For my resiliency testing, I only focused on DC1 described above. In my test, I killed 1 out 9 stateless pods, and 3 out of 24 storage pods, and 1 out of 10 storage pods. The way of “kill” that I have is to replace each pod with a dummy image, and thus all of the active FDB server/FDB monitor processes in the patched pod get killed immediately.
Here is what I observed from the FDBCLI status report, 1 or two minutes after the above pods being killed:
Data:
Replication health - HEALING: Only two replicas remain of some data
Moving data - 11.136 GB
Sum of key-value sizes - 270.241 GB
Disk space used - 15.245 TB
Workload:
Read rate - unknown
Write rate - 1034 Hz
Transactions started - 9271 Hz
Transactions committed - 15 Hz
Conflict rate - 0 Hz
Notice that in the “workload” section, the read rate becomes unknown. In addition, large data moving is reported. The status.json correctly reported that 6 FDB Storage server processes were reduced.

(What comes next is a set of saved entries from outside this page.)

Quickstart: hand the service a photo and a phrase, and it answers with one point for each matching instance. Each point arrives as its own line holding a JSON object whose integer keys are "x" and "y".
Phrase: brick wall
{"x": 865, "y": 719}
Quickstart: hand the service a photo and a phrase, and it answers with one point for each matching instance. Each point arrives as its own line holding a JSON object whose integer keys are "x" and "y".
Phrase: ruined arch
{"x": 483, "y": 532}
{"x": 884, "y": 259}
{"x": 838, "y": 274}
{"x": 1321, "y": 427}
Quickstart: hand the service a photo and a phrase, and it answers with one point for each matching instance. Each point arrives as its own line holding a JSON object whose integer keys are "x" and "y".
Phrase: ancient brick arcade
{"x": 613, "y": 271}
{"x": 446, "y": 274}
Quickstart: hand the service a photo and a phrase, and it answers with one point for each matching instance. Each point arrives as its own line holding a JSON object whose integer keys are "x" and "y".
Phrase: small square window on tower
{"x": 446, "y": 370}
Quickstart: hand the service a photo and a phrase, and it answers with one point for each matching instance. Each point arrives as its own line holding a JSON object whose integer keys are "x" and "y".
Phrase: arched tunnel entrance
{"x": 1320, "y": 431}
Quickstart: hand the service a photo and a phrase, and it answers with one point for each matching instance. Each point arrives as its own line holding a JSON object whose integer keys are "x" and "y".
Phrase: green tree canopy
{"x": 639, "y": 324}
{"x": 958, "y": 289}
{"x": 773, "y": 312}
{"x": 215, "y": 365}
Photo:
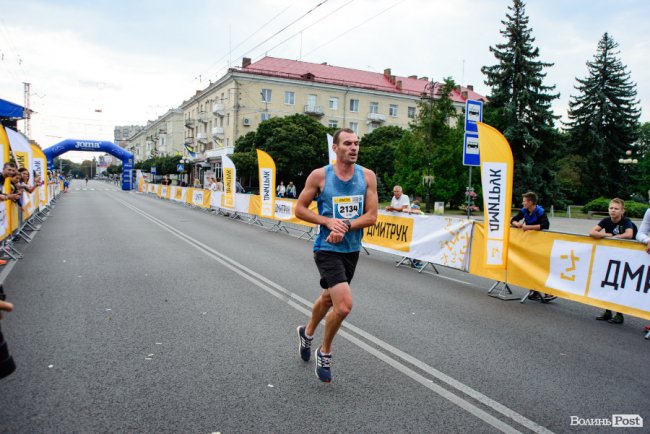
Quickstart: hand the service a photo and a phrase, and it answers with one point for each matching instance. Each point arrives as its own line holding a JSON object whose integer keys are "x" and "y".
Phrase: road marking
{"x": 304, "y": 306}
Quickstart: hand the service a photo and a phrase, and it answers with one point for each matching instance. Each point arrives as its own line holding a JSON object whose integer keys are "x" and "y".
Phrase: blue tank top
{"x": 341, "y": 200}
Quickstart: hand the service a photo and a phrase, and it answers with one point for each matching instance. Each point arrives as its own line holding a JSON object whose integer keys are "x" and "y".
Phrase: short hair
{"x": 621, "y": 202}
{"x": 338, "y": 133}
{"x": 531, "y": 197}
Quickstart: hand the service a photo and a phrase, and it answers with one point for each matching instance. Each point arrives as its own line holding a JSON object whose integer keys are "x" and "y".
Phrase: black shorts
{"x": 335, "y": 267}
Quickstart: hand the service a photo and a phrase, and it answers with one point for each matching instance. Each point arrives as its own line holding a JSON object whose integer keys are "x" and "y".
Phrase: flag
{"x": 229, "y": 179}
{"x": 496, "y": 179}
{"x": 266, "y": 167}
{"x": 332, "y": 155}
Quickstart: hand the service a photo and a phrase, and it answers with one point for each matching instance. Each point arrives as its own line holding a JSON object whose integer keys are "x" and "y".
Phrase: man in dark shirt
{"x": 532, "y": 217}
{"x": 614, "y": 226}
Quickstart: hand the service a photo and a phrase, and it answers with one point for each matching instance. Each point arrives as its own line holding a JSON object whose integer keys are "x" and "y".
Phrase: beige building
{"x": 337, "y": 97}
{"x": 163, "y": 137}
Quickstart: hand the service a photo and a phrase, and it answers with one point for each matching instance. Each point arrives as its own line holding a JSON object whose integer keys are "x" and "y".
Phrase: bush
{"x": 632, "y": 209}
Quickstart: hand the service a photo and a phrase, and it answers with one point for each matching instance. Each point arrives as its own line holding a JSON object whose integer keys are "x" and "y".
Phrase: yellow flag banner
{"x": 229, "y": 179}
{"x": 607, "y": 273}
{"x": 496, "y": 179}
{"x": 267, "y": 172}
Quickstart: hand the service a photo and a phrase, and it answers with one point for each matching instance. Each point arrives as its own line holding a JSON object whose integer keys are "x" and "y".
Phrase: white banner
{"x": 439, "y": 240}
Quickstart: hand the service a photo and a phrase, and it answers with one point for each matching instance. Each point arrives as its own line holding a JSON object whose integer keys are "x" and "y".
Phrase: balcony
{"x": 218, "y": 109}
{"x": 376, "y": 117}
{"x": 314, "y": 110}
{"x": 202, "y": 138}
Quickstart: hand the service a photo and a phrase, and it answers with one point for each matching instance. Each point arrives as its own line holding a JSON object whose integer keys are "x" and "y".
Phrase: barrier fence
{"x": 607, "y": 273}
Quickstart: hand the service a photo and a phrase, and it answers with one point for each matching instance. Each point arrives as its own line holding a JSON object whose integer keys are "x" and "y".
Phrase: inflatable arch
{"x": 94, "y": 146}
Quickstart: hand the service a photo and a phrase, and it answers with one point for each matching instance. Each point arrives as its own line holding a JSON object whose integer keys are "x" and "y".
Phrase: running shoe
{"x": 323, "y": 363}
{"x": 304, "y": 344}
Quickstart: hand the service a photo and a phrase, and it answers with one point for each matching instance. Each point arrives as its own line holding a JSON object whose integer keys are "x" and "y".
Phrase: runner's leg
{"x": 341, "y": 300}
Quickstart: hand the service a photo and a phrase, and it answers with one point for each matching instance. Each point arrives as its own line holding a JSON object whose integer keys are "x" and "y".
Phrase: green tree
{"x": 297, "y": 144}
{"x": 520, "y": 107}
{"x": 604, "y": 122}
{"x": 434, "y": 146}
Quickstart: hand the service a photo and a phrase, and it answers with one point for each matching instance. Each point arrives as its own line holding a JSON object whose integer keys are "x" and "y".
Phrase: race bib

The “read rate unknown” continuously gets reported, until I recovered the pods (by patching back the original correct FDB server image), and the storage pods being active and re-join the FDB cluster (no IP addresses are changed before and after the image patching).
Correspondingly, status.json does not report any read related metrics, such as read operations/second and read request/second, during the incident.
On the other hand, from status.json’s write related metrics, the write traffic is normal, without being impacted by killing pods.
So my question is: what does the “read rate unknown” really mean? Does it mean that there is no read traffic during this incident? How can 3 out 24 storage pods being killed (that is, 1/8 of capacity) leads to such big impact to the FDB cluster, if there is really no traffic going through.